L'histoire de cette pharmacie est reliée à diverses
fortunes qui s'alternaient alors en Italie, et notamment dans
le Piémont à celui de l'homéopathie, l'ancien
" nouvel art de guérir ", fondé sur la
" loi des similia ", expérimentée et
théorisée entre le 18ème et 19ème
siècle par le médecin saxon Samuel Hahnemann (Meissen
, 1755 - Paris, 1843).
Elle fut introduite dans le Règne des deux Siciles grâce
à François 1er et à Ferdinand II de Bourbon,
qui désiraient respectivement qu'elle fût pratiquée
en 1828 à l'Hôpital militaire de la Trinité
à Palerme et en 1837 au moment de l' " épidémie
asiatique ". L'homéopathie fit son apparition vers
1830 à Lucca puis à Gênes et enfin à
Turin où elle fut accueillie sans grand enthousiasme.
Les savants piémontais de l'époque ne lui reconnaissaient
en effet aucune valeur scientifique.
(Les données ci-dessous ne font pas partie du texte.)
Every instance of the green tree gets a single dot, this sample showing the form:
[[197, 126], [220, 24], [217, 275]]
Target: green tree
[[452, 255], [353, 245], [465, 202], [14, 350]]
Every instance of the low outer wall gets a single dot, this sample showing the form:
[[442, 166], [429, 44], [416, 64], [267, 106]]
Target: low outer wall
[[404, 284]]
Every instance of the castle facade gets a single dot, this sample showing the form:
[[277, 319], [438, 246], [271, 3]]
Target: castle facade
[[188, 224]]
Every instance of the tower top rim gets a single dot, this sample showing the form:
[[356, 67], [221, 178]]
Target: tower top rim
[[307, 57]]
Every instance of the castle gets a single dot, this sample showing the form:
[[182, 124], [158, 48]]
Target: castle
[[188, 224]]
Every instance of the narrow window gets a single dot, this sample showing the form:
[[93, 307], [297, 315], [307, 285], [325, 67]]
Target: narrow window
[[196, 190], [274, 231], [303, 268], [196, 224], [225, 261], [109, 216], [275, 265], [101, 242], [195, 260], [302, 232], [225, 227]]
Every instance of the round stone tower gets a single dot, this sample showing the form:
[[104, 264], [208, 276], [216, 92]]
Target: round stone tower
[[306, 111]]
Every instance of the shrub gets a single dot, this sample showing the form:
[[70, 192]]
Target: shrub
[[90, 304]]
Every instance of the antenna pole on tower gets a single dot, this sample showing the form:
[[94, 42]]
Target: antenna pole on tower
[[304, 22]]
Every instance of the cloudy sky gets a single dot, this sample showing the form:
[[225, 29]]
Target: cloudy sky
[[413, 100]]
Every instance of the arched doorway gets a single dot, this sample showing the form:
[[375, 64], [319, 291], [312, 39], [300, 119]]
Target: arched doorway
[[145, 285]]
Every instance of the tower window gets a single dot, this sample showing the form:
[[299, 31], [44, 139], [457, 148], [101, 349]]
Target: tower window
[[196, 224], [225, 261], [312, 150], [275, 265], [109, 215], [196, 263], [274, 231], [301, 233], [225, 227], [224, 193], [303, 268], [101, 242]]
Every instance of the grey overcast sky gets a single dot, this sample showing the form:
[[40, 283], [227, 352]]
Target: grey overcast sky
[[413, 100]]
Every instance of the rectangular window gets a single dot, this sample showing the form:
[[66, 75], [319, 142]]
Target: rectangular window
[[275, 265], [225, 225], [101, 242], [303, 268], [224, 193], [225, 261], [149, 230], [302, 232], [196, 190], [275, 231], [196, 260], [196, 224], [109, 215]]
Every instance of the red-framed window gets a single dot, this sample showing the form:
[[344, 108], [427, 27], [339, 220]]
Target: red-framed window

Face aux réserves
des organismes officiels en ce qui concernait les soi-disant
abus liés à l'exercice de la " médecine
des similia "- " la préparation de la plupart
des remèdes homéopathiques ", observait en
1838 le Magistrat de l'Ordre des Médecins de l'époque
dont le siège se trouvait à l'Université
Royale de Turin, " ne figurent pas dans la pharmacopée
" légale- le roi Charles Albert, peut-être
par curiosité ou par sympathie, se montra alors relativement
favorable à ce que l'on expérimente cette nouvelle
médecine parallèle. " Sa Majesté -
fut communiqué aux illustres membres de cette assemblée
- décrète que seul le temps pourra discréditer
la pratique de ces soins homéopathiques si l'on convient
en effet de leur inutilité ou bien au contraire il permettra
de constater ce qu'ils contiennent de réel et d'utile
". L'intention du Souverain était alors très
explicite : " aucune mesure ne sera prise pour le moment
contre les personnes strictement autorisées à l'exercice
de la Médecine ou de la Chirurgie qui pratiqueront ces
soins homéopathiques ". La liberté certes,
mais dans la légalité.
Il continuait cependant à flotter dans l'air un certain
scepticisme à l'égard de cette nouvelle "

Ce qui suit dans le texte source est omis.